Accueil > RED > 2006 > RED 74 - novembre 2006 > Kultur > Indigènes de Rachid Bouchareb
Indigènes de Rachid Bouchareb
vendredi 22 décembre 2006, par
À première vue, ça peut faire peur. Que peut donner un film de guerre, sur les Africains combattant pour la France durant la seconde guerre mondiale ?
Le film en effet ne sort pas des schémas classiques : cela pourrait presque être un film patriotique américain à la gloire du drapeau... Sauf que, lorsque, les patriotes en question sont des Maghrébins colonisés, qui défendent un pays qui les opprime, la contradiction de la situation génère un discours politique.
On peut débattre sur la véracité des évènements, comme les conditions de recrutement qui n’étaient pas aussi sympathiques que le film le montre, mais ce n’est pas l’intérêt d’Indigènes. Son but est, à travers la demande d’un devoir de mémoire pour ces soldats oubliés, de dénoncer l’oppression raciale d’un système qui résonne très fortement avec l’actualité.

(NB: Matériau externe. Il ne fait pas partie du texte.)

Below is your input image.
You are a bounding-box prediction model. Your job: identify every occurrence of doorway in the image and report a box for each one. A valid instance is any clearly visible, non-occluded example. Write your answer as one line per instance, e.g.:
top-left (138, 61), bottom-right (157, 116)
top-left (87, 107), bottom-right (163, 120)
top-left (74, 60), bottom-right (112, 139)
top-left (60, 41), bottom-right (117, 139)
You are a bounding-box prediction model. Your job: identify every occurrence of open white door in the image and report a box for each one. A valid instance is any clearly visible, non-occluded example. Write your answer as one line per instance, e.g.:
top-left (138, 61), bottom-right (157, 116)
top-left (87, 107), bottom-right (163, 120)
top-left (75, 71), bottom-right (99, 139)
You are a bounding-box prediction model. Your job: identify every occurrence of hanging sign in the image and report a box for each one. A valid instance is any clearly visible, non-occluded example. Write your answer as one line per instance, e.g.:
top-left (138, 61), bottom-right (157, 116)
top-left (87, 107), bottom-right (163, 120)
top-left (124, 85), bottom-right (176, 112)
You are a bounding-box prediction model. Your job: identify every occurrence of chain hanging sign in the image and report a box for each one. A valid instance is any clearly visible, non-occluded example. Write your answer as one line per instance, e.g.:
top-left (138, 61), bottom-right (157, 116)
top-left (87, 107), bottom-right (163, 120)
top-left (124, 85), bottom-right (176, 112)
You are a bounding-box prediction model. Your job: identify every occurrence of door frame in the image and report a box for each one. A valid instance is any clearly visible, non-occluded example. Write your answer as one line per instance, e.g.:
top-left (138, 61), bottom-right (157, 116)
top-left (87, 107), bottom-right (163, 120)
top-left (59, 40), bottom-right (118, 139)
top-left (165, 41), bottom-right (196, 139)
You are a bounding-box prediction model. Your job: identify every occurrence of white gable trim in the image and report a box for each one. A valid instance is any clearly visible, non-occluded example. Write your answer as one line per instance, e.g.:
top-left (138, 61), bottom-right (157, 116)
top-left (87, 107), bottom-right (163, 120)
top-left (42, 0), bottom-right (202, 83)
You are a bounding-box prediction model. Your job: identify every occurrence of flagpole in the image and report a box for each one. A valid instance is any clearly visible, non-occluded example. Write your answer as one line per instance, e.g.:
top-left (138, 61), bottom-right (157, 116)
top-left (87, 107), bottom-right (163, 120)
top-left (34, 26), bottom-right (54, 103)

Ceci se révèle avec les 4 personnages principaux, chacun symbolise une volonté différente de reconnaissance et d’intégration, qui seront toutes anéanties. Et Rachid Bouchareb évite habilement les obstacles en accusant non pas un racisme colonialiste de la société française, mais un racisme institutionnel d’exploitation des populations africaines (grâce à l’ambiguïté du personnage du sergent pied-noir Martinez).
Abdelkader cherche dans l’armée française une reconnaissance sociale, par la montée dans la hiérarchie, qui sera brimée par l’institution militaire qui ne lui laisse, aucune possibilité d’évolution.
Messaoud croit dans l’amour comme une force supérieure à la barrière de la couleur de peau, mais c’est la censure du courrier qui refuse de le laisser communiquer avec la femme qu’il a rencontrée.
Saïd voit dans l’amitié avec un blanc, un moyen de se faire sa place, mais le rang social/hiérarchique que doit tenir Martinez l’en empêche.
Quant à Yassir, il cherche juste à se faire de l’argent pour vivre dignement. Les obstacles humains : préjugés, racisme, peurs, indifférence, sont progressivement balayés par l’horreur de la guerre, ces hommes se retrouvent tous unis, quelle que soit leur couleur de peau, « les balles ne font pas la différence », ce n’est donc pas ça qui crée la ségrégation, mais c’est l’institution, qui entretient des rapports d’exploitation. Nos 4 héros ne se battent pas tant pour sauver la France ou lutter contre le nazisme que pour réclamer « Liberté, Égalité, Fraternité ».
Le film se révèle alors beaucoup plus comme une parabole de la situation actuelle que comme un appel au devoir de mémoire.